‘The roof ridge is lower than the previous approved scheme and the foot print is considerably smaller, being more appropriate for the scale of the site and more in keeping with adjoining neighbours’ properties,’ said Andrew. ‘The house faces almost due south, to maximize passive solar gain and allow the house to function as a Passivhaus, with a mechanical ventilation heat recovery system providing heating / ventilation and a small wood-burning stove for back up. This orientation also ensures that thermal and PV solar panels will operate at optimal efficiency throughout the year – further reducing the carbon footprint of the house.’
Andrew was also committed to designing a Passive House within Karen and Ian’s budget of £200,000. ‘We wanted to prove that we could build an affordable passive house and demonstrate to others that it’s a viable way forward for future self-builders,’ says Karen. ‘Ian was quite sceptical at first – we had built three houses before this but I wanted to go for a passive house and was prepared to take on the project management myself to achieve it.’
After selling their last house in 2011, Karen, Ian and their two children moved lock, stock and barrel into ‘the cave’ – effectively a very large garage with a small kitchen and a shower room – so they could build at their own pace. ‘It was cheaper than moving into a rented house and more comfortable than a static caravan,’ says Karen. The ‘cave’ already had under floor heating and they insulated the garage doors, to make very small but cosy home. ‘ It made us realise that you don’t really need a lot of space or possessions to live comfortably – although we hadn’t envisaged living there for four and a half years.’
Before the build started, Ian and Karen built a barn, not only as a shelter for their horses but also to provide a dry storage area for building materials. Then they asked Andrew Devenney, (Transition Joinery) who had been on Strathclyde University’s passivhaus course, to take their new project on board. ‘He was ‘air tightness champion’ and really understood what we wanted to achieve. We pulled together a team of local trades people who were prepared to get involved and up for the challenge,’ says Karen. ‘Ian and I got stuck in where we could. Ian did more of the physical work, including the ground works which were his domain, while I was more involved in project management. I spent hours in on the phone and computer getting the best deals for materials.’

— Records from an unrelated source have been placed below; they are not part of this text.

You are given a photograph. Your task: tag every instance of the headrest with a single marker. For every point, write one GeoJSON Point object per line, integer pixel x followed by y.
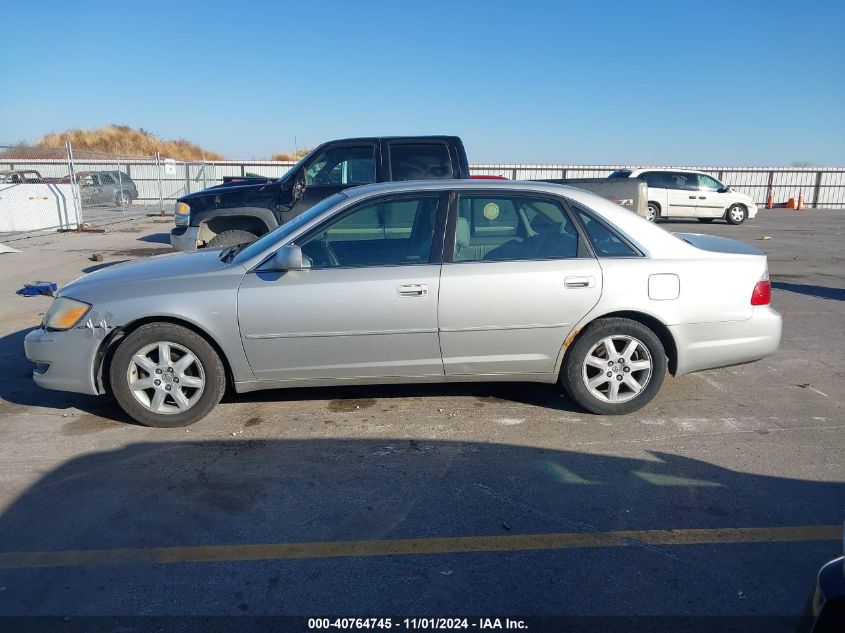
{"type": "Point", "coordinates": [542, 224]}
{"type": "Point", "coordinates": [462, 232]}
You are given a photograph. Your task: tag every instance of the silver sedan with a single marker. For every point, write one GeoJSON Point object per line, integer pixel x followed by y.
{"type": "Point", "coordinates": [416, 282]}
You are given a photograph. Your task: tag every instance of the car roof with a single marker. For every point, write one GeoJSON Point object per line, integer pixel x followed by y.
{"type": "Point", "coordinates": [637, 172]}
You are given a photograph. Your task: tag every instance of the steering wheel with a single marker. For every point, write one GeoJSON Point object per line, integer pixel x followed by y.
{"type": "Point", "coordinates": [328, 253]}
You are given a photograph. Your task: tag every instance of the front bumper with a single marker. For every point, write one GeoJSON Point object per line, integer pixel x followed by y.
{"type": "Point", "coordinates": [64, 361]}
{"type": "Point", "coordinates": [829, 598]}
{"type": "Point", "coordinates": [184, 238]}
{"type": "Point", "coordinates": [711, 345]}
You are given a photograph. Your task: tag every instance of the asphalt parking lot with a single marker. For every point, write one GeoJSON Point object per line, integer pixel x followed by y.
{"type": "Point", "coordinates": [724, 496]}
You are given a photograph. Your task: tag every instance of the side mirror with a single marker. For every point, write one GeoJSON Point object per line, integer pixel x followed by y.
{"type": "Point", "coordinates": [286, 258]}
{"type": "Point", "coordinates": [298, 189]}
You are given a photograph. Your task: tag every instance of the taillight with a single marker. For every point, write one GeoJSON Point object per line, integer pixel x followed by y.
{"type": "Point", "coordinates": [762, 294]}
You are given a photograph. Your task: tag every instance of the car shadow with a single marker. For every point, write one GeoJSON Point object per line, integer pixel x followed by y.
{"type": "Point", "coordinates": [821, 292]}
{"type": "Point", "coordinates": [96, 267]}
{"type": "Point", "coordinates": [162, 523]}
{"type": "Point", "coordinates": [532, 394]}
{"type": "Point", "coordinates": [17, 386]}
{"type": "Point", "coordinates": [156, 238]}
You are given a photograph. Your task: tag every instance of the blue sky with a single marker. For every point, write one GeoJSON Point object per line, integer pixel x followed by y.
{"type": "Point", "coordinates": [741, 83]}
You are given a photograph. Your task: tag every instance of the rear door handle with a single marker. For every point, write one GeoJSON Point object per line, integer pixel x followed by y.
{"type": "Point", "coordinates": [580, 282]}
{"type": "Point", "coordinates": [413, 290]}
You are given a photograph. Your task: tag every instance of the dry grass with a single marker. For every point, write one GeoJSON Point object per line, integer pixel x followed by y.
{"type": "Point", "coordinates": [126, 141]}
{"type": "Point", "coordinates": [294, 156]}
{"type": "Point", "coordinates": [120, 140]}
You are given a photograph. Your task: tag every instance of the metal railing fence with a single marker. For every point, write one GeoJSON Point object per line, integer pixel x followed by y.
{"type": "Point", "coordinates": [115, 186]}
{"type": "Point", "coordinates": [821, 187]}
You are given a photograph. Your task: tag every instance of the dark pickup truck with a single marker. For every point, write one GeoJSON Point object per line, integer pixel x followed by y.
{"type": "Point", "coordinates": [239, 212]}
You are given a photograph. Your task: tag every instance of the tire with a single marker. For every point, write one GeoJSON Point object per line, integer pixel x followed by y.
{"type": "Point", "coordinates": [230, 238]}
{"type": "Point", "coordinates": [736, 214]}
{"type": "Point", "coordinates": [587, 360]}
{"type": "Point", "coordinates": [129, 378]}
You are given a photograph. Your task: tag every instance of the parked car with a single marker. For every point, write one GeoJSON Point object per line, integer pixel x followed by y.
{"type": "Point", "coordinates": [24, 176]}
{"type": "Point", "coordinates": [106, 187]}
{"type": "Point", "coordinates": [432, 281]}
{"type": "Point", "coordinates": [230, 214]}
{"type": "Point", "coordinates": [828, 607]}
{"type": "Point", "coordinates": [681, 193]}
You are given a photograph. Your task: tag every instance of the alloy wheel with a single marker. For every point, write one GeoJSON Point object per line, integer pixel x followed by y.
{"type": "Point", "coordinates": [166, 377]}
{"type": "Point", "coordinates": [617, 368]}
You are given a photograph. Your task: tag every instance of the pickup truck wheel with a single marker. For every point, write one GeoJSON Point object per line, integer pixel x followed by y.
{"type": "Point", "coordinates": [615, 366]}
{"type": "Point", "coordinates": [230, 238]}
{"type": "Point", "coordinates": [165, 375]}
{"type": "Point", "coordinates": [736, 214]}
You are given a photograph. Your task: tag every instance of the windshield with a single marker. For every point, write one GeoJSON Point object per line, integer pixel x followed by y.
{"type": "Point", "coordinates": [276, 235]}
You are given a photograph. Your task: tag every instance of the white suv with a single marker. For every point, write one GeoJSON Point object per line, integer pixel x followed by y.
{"type": "Point", "coordinates": [680, 193]}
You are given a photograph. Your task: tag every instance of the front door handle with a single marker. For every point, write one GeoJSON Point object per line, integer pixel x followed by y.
{"type": "Point", "coordinates": [413, 290]}
{"type": "Point", "coordinates": [580, 282]}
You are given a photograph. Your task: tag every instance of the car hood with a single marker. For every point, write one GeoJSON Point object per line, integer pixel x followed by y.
{"type": "Point", "coordinates": [163, 267]}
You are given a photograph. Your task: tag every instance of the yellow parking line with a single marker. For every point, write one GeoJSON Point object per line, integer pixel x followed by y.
{"type": "Point", "coordinates": [397, 547]}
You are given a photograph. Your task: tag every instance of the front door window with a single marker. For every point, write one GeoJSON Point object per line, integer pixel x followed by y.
{"type": "Point", "coordinates": [342, 166]}
{"type": "Point", "coordinates": [391, 232]}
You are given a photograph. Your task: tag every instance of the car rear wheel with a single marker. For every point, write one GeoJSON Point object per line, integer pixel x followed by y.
{"type": "Point", "coordinates": [736, 214]}
{"type": "Point", "coordinates": [615, 366]}
{"type": "Point", "coordinates": [231, 238]}
{"type": "Point", "coordinates": [166, 375]}
{"type": "Point", "coordinates": [123, 198]}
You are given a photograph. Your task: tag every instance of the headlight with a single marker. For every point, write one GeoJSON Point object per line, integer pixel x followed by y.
{"type": "Point", "coordinates": [65, 313]}
{"type": "Point", "coordinates": [182, 214]}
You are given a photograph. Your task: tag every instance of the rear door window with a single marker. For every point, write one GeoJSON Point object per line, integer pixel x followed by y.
{"type": "Point", "coordinates": [683, 180]}
{"type": "Point", "coordinates": [706, 183]}
{"type": "Point", "coordinates": [605, 242]}
{"type": "Point", "coordinates": [494, 228]}
{"type": "Point", "coordinates": [655, 179]}
{"type": "Point", "coordinates": [418, 161]}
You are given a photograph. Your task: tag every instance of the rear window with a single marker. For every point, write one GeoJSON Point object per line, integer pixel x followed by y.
{"type": "Point", "coordinates": [420, 162]}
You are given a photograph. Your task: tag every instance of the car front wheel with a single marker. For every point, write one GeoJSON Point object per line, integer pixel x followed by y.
{"type": "Point", "coordinates": [166, 375]}
{"type": "Point", "coordinates": [231, 238]}
{"type": "Point", "coordinates": [736, 214]}
{"type": "Point", "coordinates": [615, 366]}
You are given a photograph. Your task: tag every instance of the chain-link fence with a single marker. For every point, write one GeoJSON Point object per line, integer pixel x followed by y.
{"type": "Point", "coordinates": [36, 190]}
{"type": "Point", "coordinates": [65, 188]}
{"type": "Point", "coordinates": [101, 187]}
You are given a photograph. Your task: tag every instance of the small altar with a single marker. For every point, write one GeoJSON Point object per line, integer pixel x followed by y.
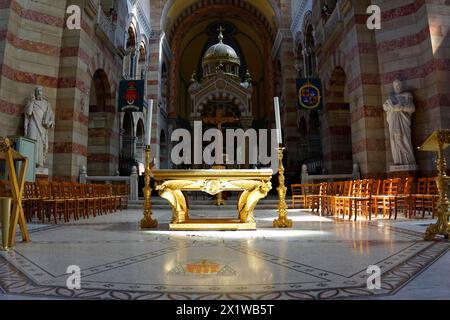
{"type": "Point", "coordinates": [254, 185]}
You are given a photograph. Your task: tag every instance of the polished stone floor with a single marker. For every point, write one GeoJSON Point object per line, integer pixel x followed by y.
{"type": "Point", "coordinates": [320, 258]}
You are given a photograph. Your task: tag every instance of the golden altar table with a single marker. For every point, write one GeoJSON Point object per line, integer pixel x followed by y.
{"type": "Point", "coordinates": [254, 185]}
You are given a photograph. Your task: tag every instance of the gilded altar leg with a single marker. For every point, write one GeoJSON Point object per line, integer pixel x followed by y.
{"type": "Point", "coordinates": [178, 203]}
{"type": "Point", "coordinates": [441, 227]}
{"type": "Point", "coordinates": [249, 200]}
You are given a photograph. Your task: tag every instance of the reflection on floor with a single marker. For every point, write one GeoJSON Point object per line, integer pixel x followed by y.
{"type": "Point", "coordinates": [319, 258]}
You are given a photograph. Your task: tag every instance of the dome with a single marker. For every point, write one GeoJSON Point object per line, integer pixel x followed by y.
{"type": "Point", "coordinates": [221, 54]}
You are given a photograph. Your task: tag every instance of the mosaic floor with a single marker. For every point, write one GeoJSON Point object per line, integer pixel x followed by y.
{"type": "Point", "coordinates": [318, 259]}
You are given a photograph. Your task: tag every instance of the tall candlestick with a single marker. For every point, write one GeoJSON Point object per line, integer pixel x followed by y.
{"type": "Point", "coordinates": [148, 133]}
{"type": "Point", "coordinates": [278, 120]}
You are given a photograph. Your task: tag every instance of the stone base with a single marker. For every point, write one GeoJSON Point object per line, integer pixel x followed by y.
{"type": "Point", "coordinates": [212, 225]}
{"type": "Point", "coordinates": [403, 171]}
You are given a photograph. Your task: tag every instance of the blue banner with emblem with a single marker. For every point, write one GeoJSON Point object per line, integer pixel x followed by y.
{"type": "Point", "coordinates": [309, 94]}
{"type": "Point", "coordinates": [131, 96]}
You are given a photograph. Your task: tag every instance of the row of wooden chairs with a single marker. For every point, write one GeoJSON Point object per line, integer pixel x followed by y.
{"type": "Point", "coordinates": [67, 200]}
{"type": "Point", "coordinates": [368, 198]}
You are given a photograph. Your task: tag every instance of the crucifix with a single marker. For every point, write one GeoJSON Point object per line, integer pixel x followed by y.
{"type": "Point", "coordinates": [219, 119]}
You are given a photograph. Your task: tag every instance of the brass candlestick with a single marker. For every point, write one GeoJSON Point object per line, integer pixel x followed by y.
{"type": "Point", "coordinates": [282, 221]}
{"type": "Point", "coordinates": [441, 227]}
{"type": "Point", "coordinates": [148, 222]}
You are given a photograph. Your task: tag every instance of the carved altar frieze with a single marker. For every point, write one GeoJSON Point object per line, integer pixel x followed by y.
{"type": "Point", "coordinates": [254, 185]}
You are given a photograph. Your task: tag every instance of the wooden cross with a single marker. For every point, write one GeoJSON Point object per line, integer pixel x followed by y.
{"type": "Point", "coordinates": [17, 184]}
{"type": "Point", "coordinates": [219, 119]}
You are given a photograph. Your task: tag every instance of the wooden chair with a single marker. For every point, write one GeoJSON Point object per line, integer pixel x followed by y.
{"type": "Point", "coordinates": [80, 200]}
{"type": "Point", "coordinates": [403, 199]}
{"type": "Point", "coordinates": [59, 202]}
{"type": "Point", "coordinates": [340, 202]}
{"type": "Point", "coordinates": [359, 202]}
{"type": "Point", "coordinates": [425, 198]}
{"type": "Point", "coordinates": [92, 202]}
{"type": "Point", "coordinates": [5, 190]}
{"type": "Point", "coordinates": [297, 196]}
{"type": "Point", "coordinates": [122, 191]}
{"type": "Point", "coordinates": [316, 198]}
{"type": "Point", "coordinates": [71, 201]}
{"type": "Point", "coordinates": [115, 200]}
{"type": "Point", "coordinates": [386, 201]}
{"type": "Point", "coordinates": [31, 201]}
{"type": "Point", "coordinates": [48, 205]}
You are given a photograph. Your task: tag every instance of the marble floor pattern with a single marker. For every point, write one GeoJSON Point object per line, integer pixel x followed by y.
{"type": "Point", "coordinates": [320, 258]}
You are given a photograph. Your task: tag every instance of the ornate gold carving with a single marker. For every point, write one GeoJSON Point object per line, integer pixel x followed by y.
{"type": "Point", "coordinates": [439, 141]}
{"type": "Point", "coordinates": [255, 185]}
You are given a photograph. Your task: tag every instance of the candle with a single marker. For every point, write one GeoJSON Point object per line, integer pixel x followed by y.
{"type": "Point", "coordinates": [148, 133]}
{"type": "Point", "coordinates": [278, 120]}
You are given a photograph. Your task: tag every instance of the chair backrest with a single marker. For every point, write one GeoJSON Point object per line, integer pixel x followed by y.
{"type": "Point", "coordinates": [5, 190]}
{"type": "Point", "coordinates": [432, 186]}
{"type": "Point", "coordinates": [376, 186]}
{"type": "Point", "coordinates": [44, 189]}
{"type": "Point", "coordinates": [386, 186]}
{"type": "Point", "coordinates": [323, 188]}
{"type": "Point", "coordinates": [422, 185]}
{"type": "Point", "coordinates": [56, 188]}
{"type": "Point", "coordinates": [29, 191]}
{"type": "Point", "coordinates": [356, 188]}
{"type": "Point", "coordinates": [406, 186]}
{"type": "Point", "coordinates": [395, 186]}
{"type": "Point", "coordinates": [67, 190]}
{"type": "Point", "coordinates": [365, 188]}
{"type": "Point", "coordinates": [296, 189]}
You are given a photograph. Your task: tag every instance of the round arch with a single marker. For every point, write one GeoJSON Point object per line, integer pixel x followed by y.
{"type": "Point", "coordinates": [101, 159]}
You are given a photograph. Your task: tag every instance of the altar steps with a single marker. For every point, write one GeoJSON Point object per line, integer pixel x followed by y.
{"type": "Point", "coordinates": [200, 204]}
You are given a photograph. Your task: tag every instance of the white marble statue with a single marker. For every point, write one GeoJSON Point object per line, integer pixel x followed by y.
{"type": "Point", "coordinates": [38, 120]}
{"type": "Point", "coordinates": [399, 109]}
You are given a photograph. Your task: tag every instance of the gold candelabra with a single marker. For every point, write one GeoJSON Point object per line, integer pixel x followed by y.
{"type": "Point", "coordinates": [148, 222]}
{"type": "Point", "coordinates": [282, 221]}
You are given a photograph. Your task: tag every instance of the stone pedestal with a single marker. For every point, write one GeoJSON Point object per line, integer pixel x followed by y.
{"type": "Point", "coordinates": [402, 171]}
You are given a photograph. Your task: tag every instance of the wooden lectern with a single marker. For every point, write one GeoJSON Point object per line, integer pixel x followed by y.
{"type": "Point", "coordinates": [17, 184]}
{"type": "Point", "coordinates": [438, 142]}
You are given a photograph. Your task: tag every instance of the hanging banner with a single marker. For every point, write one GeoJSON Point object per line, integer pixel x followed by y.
{"type": "Point", "coordinates": [131, 96]}
{"type": "Point", "coordinates": [309, 92]}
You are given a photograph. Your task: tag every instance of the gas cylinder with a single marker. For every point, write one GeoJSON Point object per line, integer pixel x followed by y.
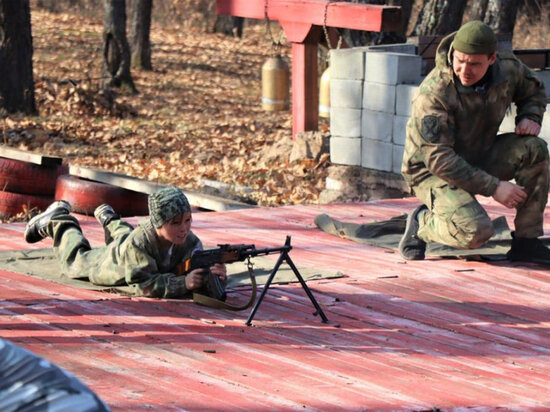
{"type": "Point", "coordinates": [275, 84]}
{"type": "Point", "coordinates": [324, 94]}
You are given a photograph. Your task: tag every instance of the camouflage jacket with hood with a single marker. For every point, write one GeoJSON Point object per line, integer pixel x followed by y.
{"type": "Point", "coordinates": [452, 127]}
{"type": "Point", "coordinates": [136, 260]}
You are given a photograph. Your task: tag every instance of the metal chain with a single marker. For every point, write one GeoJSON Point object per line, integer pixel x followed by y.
{"type": "Point", "coordinates": [325, 30]}
{"type": "Point", "coordinates": [250, 266]}
{"type": "Point", "coordinates": [274, 43]}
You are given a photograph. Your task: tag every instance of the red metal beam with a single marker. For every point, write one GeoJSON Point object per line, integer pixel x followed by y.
{"type": "Point", "coordinates": [339, 14]}
{"type": "Point", "coordinates": [301, 21]}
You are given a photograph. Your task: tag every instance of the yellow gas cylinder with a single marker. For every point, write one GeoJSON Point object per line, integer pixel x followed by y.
{"type": "Point", "coordinates": [324, 94]}
{"type": "Point", "coordinates": [275, 84]}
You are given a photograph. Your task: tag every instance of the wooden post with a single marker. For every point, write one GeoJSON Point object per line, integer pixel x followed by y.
{"type": "Point", "coordinates": [302, 21]}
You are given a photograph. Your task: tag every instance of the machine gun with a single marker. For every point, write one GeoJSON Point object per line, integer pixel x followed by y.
{"type": "Point", "coordinates": [229, 253]}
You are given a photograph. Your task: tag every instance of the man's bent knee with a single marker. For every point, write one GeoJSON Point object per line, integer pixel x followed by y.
{"type": "Point", "coordinates": [471, 230]}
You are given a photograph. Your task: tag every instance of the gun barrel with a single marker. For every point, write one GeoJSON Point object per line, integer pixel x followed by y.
{"type": "Point", "coordinates": [270, 250]}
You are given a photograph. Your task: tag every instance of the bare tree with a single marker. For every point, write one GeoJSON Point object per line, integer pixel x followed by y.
{"type": "Point", "coordinates": [231, 25]}
{"type": "Point", "coordinates": [16, 77]}
{"type": "Point", "coordinates": [439, 17]}
{"type": "Point", "coordinates": [116, 51]}
{"type": "Point", "coordinates": [140, 29]}
{"type": "Point", "coordinates": [500, 15]}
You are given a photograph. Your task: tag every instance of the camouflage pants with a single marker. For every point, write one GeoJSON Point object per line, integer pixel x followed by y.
{"type": "Point", "coordinates": [78, 260]}
{"type": "Point", "coordinates": [455, 217]}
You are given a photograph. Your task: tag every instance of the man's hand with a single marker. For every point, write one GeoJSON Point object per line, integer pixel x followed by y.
{"type": "Point", "coordinates": [509, 194]}
{"type": "Point", "coordinates": [528, 127]}
{"type": "Point", "coordinates": [219, 270]}
{"type": "Point", "coordinates": [194, 279]}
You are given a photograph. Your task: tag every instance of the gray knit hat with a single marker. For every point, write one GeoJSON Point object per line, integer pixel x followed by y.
{"type": "Point", "coordinates": [166, 204]}
{"type": "Point", "coordinates": [475, 37]}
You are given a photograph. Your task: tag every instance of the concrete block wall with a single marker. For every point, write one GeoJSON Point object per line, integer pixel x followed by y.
{"type": "Point", "coordinates": [371, 105]}
{"type": "Point", "coordinates": [371, 132]}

The concrete foundations, layered with Visqueen and an Eco-membrane slip sheet, was finished in concrete slab to take the main thermal breezeblock structure, strengthened with basalt wall ties and all the 300mm insulation was installed by Karen and Ian to ensure it was completely airtight.
The walls are a substantial half a meter thick and the roof is insulated with a further 600mm layer of insulation. Any gaps, however small, were sealed ‘with green gunk and airtight tape’ to prevent any leakage.
‘It went everywhere you can think of,’ says Karen. ‘Wherever there was a hole or the tiniest gap, out came the gunk and tape. There are no air leaks anywhere. At our initial meeting, Ian and I suggested having geothermal heating but Andrew Yeats said ‘Why do you need it?’ and he was absolutely right. The house maintains a steady temperature all year round thanks to its airtightness, solar gain and heat recovery system. Once the temperature is up, it stays up and the MVHR is constantly refreshing the air, so it’s never stale or damp inside.’ With the combination of free solar power, feed-in tariffs for the 14 solar panels and RHI payments for two solar thermal panels heating the hot water, the house alone costs around £100 per annum in electricity.
‘There were no big disasters during the build but it was hard work, especially on top of our jobs and looking after the children,’ says Karen. ‘We often had to be creative when problems arose – fortunately I like problem solving – and we had Andrew as a back up if we didn’t know or understand anything. We followed his plans to the letter. Sometimes things seemed counter-intuitive, but you have to do it anyway and then it falls into place. If you can maintain the principles of airtightness (and avoid cold-bridging) you have the basis of the whole house.’